Die Proteste hatte der Präsident zunächst ignoriert und sie dann als den von dunklen Mächten finanzierten Versuch abgetan, seine Regierung zu destabilisieren. Für seinen Verteidigungsminister waren die vier Toten eine Lappalie.

Wirres Wahlprogramm

Seit Castillo im Amt ist, kämpft er um sein politisches Überleben. Er war eher durch Zufall Präsident geworden. Im ersten Wahlgang im April vergangenen Jahres hatte der Volksschullehrer und Gewerkschafter neunzehn Prozent der Stimmen bekommen – mit einem ziemlich wirren Programm. Wirtschaftspolitisch steht er links und kündigte an, er wolle den Bergbau zumindest teilweise verstaatlichen. Sicherheits- und sozialpolitisch aber steht er ganz rechts. Er befürwortet die Todesstrafe und den Aufbau paramilitärischer Bürgerwehren und verlangt ein striktes Verbot von Abtreibungen und gleichgeschlechtlicher Ehe.

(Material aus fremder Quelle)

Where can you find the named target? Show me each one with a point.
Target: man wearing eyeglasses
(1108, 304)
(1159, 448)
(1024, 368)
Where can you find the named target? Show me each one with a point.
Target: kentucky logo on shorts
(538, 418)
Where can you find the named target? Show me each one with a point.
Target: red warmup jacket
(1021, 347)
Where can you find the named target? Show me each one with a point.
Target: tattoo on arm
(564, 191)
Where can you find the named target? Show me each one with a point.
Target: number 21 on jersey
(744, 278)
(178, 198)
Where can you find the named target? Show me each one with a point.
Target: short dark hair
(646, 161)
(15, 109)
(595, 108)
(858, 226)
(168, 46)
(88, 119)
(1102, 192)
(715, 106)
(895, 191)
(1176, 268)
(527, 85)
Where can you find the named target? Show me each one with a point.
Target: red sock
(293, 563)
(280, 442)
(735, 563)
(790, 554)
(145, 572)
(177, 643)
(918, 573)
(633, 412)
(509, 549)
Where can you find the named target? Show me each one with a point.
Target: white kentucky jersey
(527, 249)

Aber das Wahlvolk hatte genug vom politischen Establishment, und Castillo gehörte nicht dazu. Von den vier nach Fujimori gewählten Präsidenten sitzen zwei wegen Korruption in Haft, einer erschoss sich kurz vor seiner Verhaftung, und der vierte darf wegen laufender Ermittlungen das Land nicht verlassen. Auch Keiko Fujimori, die Tochter von Alberto Fujimori und Castillos Gegnerin in der Stichwahl vom Juni, war nur vorläufig auf freiem Fuss. Castillo gewann mit dem hauchdünnen Vorsprung von 0,2 Prozentpunkten.

In seinen acht Monaten im Amt hat der Präsident keine einzige Reform angestossen. Seine Partei Perú libre verfügt im Parlament nur über 37 der 130 Sitze, seine Regierung ist eine ständige Baustelle. Alle paar Wochen werden Minister entlassen oder treten zurück, meist wegen Korruptionsvorwürfen; ein ehemaliger Minister soll seine Ehefrau verprügelt haben.

Auch die Ausgangssperre vom 5. April hielt keine 24 Stunden. Nach Protesten nahm Castillo sie wieder zurück. Danach sah man in Lima ebenfalls brennende Barrikaden und Polizisten, die mit Tränengasgranaten auf Demonstrant:innen schossen. Der Tag wurde zum Sinnbild für eine bislang verpfuschte Präsidentschaft.